Oleh Jeffrie Geovanie
Direktur Eksekutif The Indonesian Institute

Salah satu prinsip yang harus diperjuangkan dalam menjaga etika kebebasan adalah otonomi individu --tanpa harus bersikap individualistis atau egoistis. Yaitu keyakinan bahwa setiap orang punya hak untuk bertindak atau tidak bertindak, dan bertanggungjawab atas tindakannya itu.

Dalam dunia politik, otonomi individu menjadi salah satu syarat tegaknya sistem demokrasi. Dalam dunia ekonomi, otonomi individu menjadi penunjang utama tumbuhnya jiwa kewirausahaan (entrepreneurship) bagi rakyat. Perpaduan demokrasi dan enterprenership dalam suatu negara tidak diragukan lagi akan melahirkan kemajuan dan kesejahteraan.

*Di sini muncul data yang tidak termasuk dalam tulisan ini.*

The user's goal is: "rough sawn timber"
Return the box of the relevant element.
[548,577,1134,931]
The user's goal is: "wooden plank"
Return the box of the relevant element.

Namun, banyak orang yang tidak suka dengan prinsip otonomi individu karena dianggap sebagai bagian dari budaya Barat. Padahal, tidak harus berpaling ke Barat, dalam Islam pun otonomi individu sangat dihormati. Bahkan sebagian besar kewajiban-kewajiban agama bersifat individual (fardlu ‘ain). Hanya sebagian kecil saja yang menuntut kolektivitas (fardlu kifayah). Pertanggungjawabannya pun individual. Tidak bisa, misalnya, seseorang merasa terjerat korupsi dengan menyalahkan sistem, atau karena aturan main yang koruptif. Di dalam sistem yang sekorup apa pun, seseorang para pemilik otonomi individu yang kuat tidak akan terbawa arus “ikut-ikutan” korupsi.

Selain itu, dalam ajaran Islam juga tidak dikenal adanya doktrin dosa warisan atau turunan. Setiap orang hanya akan memikul dosa dari kejahatan yang diperbuatnya sendiri. Artinya, tanpa harus bercermin ke Barat, otonomi individu sudah ada dalam ajaran agama yang diyakini mayoritas penduduk negeri ini.

Mengapa otonomi individu harus dibela dan diperjuangkan? Karena hanya dengan otonomi individu, kemajuan bisa dicapai. Masing-masing orang akan berjuang sesuai kemampuan yang dimilikinya, tanpa menggantungkan hidup pada orang lain. Orang yang memiliki otonomi individu tidak akan mudah terperosok menjadi peminta-minta.

Benar bahwa dalam hidup, sesama manusia harus saling tolong-menolong, harus ada rasa senasib sepenanggungan. Tetapi bukan berarti otonomi individu harus diabaikan. Tolong menolong dan saling membantu adalah konsekuensi logis dalam setiap relasi antarmanusia. Ada take and give, ada supply and demand, tapi sifatnya tidak mutlak. Sesorang bisa menjadi penolong sekaligus menjadi pihak yang ditolong. Yang pasti, pilihan untuk menjadi penolong atau yang ditolong adalah bagian dari otonomi individu. Untuk menjadi penolong atau ditolong adalah pilihan.

Dalam situasi perekonomian kita yang masih terpuruk, otonomi individu menjadi urgen untuk dibangkitkan. Percayalah, negara ini akan terus terpuruk sepanjang para pemimpinnya belum memiliki keberanian untuk berdiri di atas kaki sendiri; sepanjang rakyatnya belum memiliki otonomi yang realatif dari negara.